De entre todas las noticias que recibimos en la noche del domingo, pocas me alegraron tanto como la certeza del fracaso en Madrid de la izquierda populista. Ni Errejón va a mandar en la Comunidad ni Carmena revalidará su cargo como alcaldesa.

El caso de Carmena es digno de estudio: nunca Madrid estuvo más sucio, nunca fue más inseguro, nunca se pagó un IBI tan alto ni se desatendió más la política cultural, pero una gran mayoría de gente (por fortuna, no tan grande como algunos pensaban) sigue creyendo que es una alcaldesa maravillosa, y que si en Madrid suben los atracos, la contaminación o la mugre en las calles es por culpa de un misterioso demiurgo ajeno a la simpática abuelita que ha sido la mejor relaciones públicas de sí misma.

Personalmente, Manuela Carmena me cae bien. Ha sido siempre encantadora en su trato conmigo, y decir otra cosa sería mentir. Pero, con la misma sonrisa con la que piropeaba un vestido que llevaba puesto o me felicitaba cariñosamente por un discurso que acababa de pronunciar, ejecutó el despido de Pérez de la Fuente del teatro Español. El pecado de Pérez era, simplemente, haber sido nombrado -¡por concurso público!- en la época de Ana Botella.

A la sonriente Carmena no le tembló la mano a la hora de poner en la calle por una cuestión puramente ideológica a un buen profesional que hacía un trabajo sin tacha. Ahí empecé yo a enterarme de lo que había detrás de tanta sonrisa y tanto buen rollo.

Carmena es la de la expresión amable y la de la afabilidad natural, pero también la que hizo disminuir el déficit a base de no ejecutar presupuestos, la que tiene en el aire la operación Chamartín, la que amarga la vida a los empresarios de hostelería, la que multiplicó los cargos de confianza, la que hizo la vista gorda con la okupación de edificios privados y públicos, la que tuvo la desfachatez de decir que, si no revalidaba el cargo de alcaldesa, dejaría el consistorio.

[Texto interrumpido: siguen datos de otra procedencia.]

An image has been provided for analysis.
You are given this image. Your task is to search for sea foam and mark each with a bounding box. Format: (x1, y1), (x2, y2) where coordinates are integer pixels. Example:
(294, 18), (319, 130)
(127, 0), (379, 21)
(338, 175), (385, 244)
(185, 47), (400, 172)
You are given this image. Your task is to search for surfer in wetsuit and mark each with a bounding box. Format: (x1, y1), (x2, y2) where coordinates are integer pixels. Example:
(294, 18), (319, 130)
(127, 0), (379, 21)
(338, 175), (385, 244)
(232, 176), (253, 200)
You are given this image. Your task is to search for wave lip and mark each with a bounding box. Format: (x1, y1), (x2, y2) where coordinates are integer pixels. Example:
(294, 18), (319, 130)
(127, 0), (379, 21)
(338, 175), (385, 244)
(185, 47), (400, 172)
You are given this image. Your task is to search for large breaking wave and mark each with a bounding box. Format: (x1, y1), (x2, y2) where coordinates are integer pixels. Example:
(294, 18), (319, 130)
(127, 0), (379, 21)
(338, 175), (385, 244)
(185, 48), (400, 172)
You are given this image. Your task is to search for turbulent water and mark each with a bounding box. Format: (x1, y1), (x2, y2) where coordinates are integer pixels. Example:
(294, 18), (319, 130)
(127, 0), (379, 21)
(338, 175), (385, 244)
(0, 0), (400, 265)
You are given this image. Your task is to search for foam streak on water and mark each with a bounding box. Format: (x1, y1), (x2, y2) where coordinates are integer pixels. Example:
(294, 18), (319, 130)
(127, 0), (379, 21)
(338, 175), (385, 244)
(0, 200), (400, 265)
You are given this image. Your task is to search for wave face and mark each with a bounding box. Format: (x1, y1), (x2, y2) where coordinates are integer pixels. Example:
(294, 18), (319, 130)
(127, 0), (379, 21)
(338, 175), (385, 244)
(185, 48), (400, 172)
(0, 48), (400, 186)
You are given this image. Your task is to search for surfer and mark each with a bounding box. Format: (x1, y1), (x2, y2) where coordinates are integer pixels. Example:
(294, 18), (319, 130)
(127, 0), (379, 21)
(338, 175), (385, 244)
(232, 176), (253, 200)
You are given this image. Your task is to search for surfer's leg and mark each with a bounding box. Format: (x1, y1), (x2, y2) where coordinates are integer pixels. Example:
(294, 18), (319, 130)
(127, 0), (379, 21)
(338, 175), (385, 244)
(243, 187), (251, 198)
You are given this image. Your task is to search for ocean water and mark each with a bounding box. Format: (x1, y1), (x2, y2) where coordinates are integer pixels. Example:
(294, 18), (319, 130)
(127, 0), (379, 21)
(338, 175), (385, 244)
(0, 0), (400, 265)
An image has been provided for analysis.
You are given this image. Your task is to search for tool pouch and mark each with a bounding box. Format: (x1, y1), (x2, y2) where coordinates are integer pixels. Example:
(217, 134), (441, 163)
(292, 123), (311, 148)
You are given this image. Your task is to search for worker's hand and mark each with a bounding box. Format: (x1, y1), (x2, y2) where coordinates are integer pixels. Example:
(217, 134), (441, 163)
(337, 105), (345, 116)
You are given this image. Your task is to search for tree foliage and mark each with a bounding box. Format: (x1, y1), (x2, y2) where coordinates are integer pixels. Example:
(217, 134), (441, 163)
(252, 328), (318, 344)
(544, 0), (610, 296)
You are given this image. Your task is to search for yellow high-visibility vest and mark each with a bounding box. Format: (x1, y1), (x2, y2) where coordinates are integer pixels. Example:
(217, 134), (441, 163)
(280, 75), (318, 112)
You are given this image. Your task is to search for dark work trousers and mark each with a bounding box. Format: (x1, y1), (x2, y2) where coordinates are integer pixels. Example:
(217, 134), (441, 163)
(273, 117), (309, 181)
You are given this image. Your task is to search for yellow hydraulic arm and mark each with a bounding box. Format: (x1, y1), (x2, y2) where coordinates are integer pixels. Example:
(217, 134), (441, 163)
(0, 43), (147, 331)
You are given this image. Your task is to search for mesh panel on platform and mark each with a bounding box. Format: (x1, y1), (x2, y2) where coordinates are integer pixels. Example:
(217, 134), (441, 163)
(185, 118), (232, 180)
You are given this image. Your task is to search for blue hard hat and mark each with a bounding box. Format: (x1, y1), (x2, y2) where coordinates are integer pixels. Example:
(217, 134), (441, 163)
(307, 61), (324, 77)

Sorprende que no hubiese reacción alguna ante quien deja claro que no quiere servir, sino mandar. Pero a Carmena se le perdonaba todo: los contenedores sin vaciar, los manteros a tutiplén, las multas a los hosteleros por tener once sillas en vez de diez, el aumento de atracos, la muerte lenta de Matadero, los contratos a dedo, las subvenciones inexplicables. ¡Ay si a un alcalde de derechas se le ocurre reducir el número de casetas de la Feria del Libro, como hizo este año el Ayuntamiento madrileño! Carmena estaba tocada por una especie de sortilegio que la convertía en intocable, y que no se te ocurriera decir lo contrario porque automáticamente alguien te llamaba facha.

Hoy, algunos hierven de indignación con la certeza de que la abuelita que hacía magdalenas y empanadillas ya no va a reinar en el palacio de Cibeles, y recuerdan que ha ganado en concejales y en votos. Lo mismo, por cierto, que le pasó a Esperanza Aguirre hace cuatro años y se tuvo que ir a la oposición. A diferencia de Aguirre, Carmena ya ha dejado claro que se va a su casa: o César, o nada.

Espero que quien ocupe su silla en el consistorio sea juzgado con la misma generosidad que Manuela, aunque me temo que no van a ir por ahí los tiros. En cualquier caso, a la ya ex alcaldesa le deseo lo mejor en lo personal. En lo político, me alegro infinitamente de que emprenda la retirada.